I don't expect an award for living 16 months as an engaged female without a ring. I survived the glances from wedding dress saleswomen who secretly questioned if I could really afford the dress I was trying on if I was marrying a man who couldn't even "afford" an engagement ring. Part of their quiet questioning was right. I was marrying a man that couldn't afford something. He couldn't afford to live without a happy spouse, and he put my happiness first, even before society's standards.
How else do we say to society, "You cannot put a tag on me"? My favorite question of my recently married life is, "So, what is your new name?" My first responses were to gently explain that I'm not changing my name as I watched the interrogator's face curl in horror and dig for a backhanded compliment like, "You must one of those modern women." I chose not to change my name because my husband fell in love with who I am. I see changing my name as a change of self identity, as well as ownership from one family to another. Don't get me wrong, my family doesn't own me either, but I choose to have a relationship with them. My new response to the name-tag question is to ask why they don't ask my husband what his new name is. Most people laugh in response, but it fills me with hope to see the spark in their eyes that realizes how sexist a question they just asked me.
While violent movies can be detrimental to one's perception of reality, let us question if romantic comedies may be doing a disservice as well. There will always be a beautifully thought out, expensive proposal and engagement rings more rare than moon rocks on Earth. The picture-"perfect" wedding where her dad "gives her away" is another example of a change in possession of women (side note: at my wedding both my parents walked me down the isle as a symbol of our family ties and roots, and my husband also walked with both of his parents down the isle too). Even the commercials where the man "gets the girl" by giving her something sparkly to wear imprints a message that women can be purchased.
As a society, the message that women can be bought and owned is not okay. This message not only lead to the death of smart collegiate women in a senseless tragedy, but is why one in five American women will be raped in her lifetime.

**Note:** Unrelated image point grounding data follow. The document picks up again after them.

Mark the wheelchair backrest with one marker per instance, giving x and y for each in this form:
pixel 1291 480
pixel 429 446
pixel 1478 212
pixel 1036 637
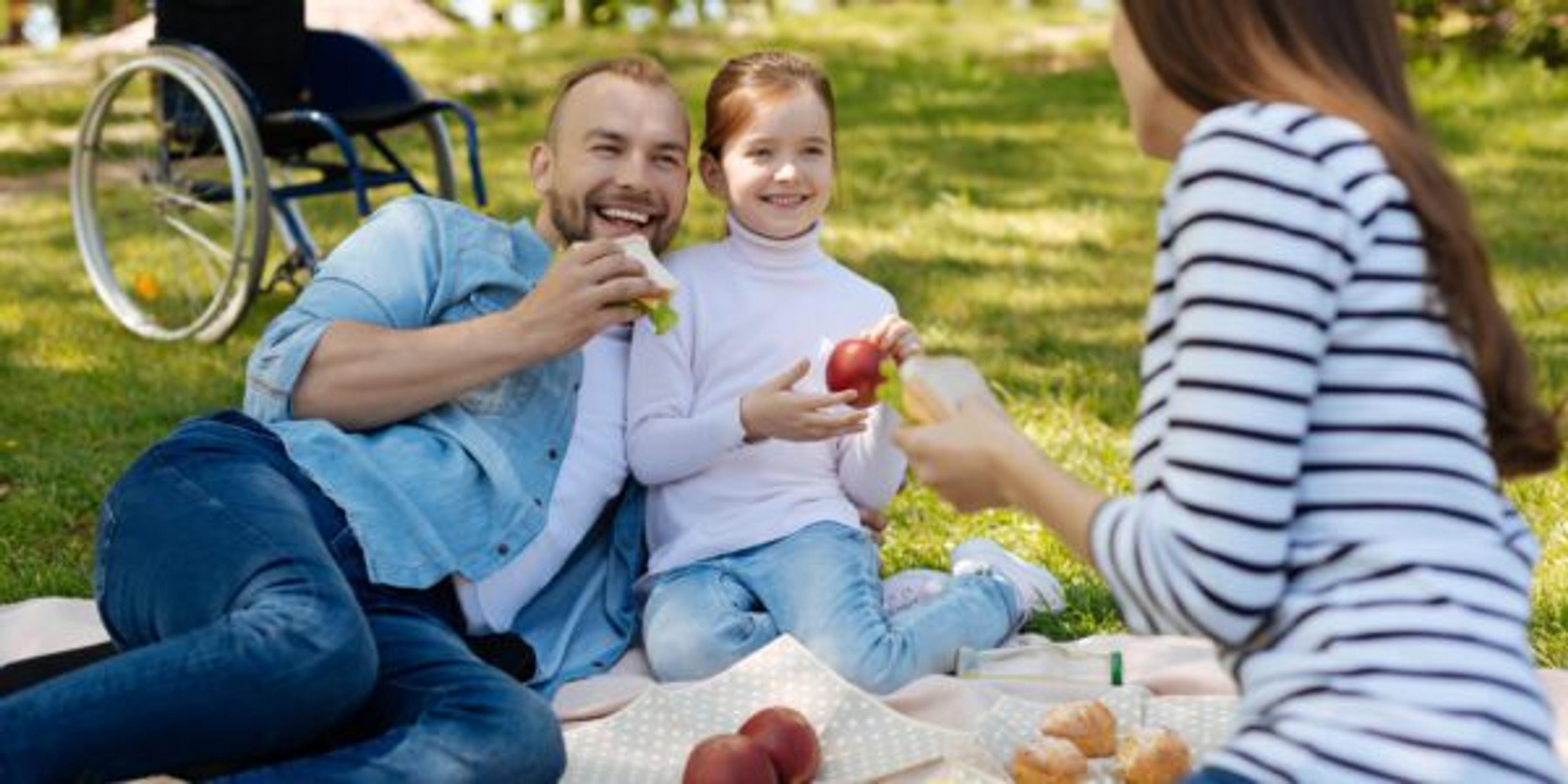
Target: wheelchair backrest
pixel 264 41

So I ask you, what can you do to change this message? At every life stage there is a calling. Maybe you are a married house wife who has the giant engagement ring you still wear and your husband's last name. Do I call on you to change your name back? No, that is a ton of paperwork and you are probably comfortable in your new name by now. What I ask of you is to find warmth in your words and expressions when meeting women who are paving the path. I ask you to tell your daughters they are wonderful people who are equal to men and to censor how many jewelry commercials they watch with a kiss at the end. And most importantly, I ask you to empower your sons with the same self-confidence and self-worth that you are empowering your daughters.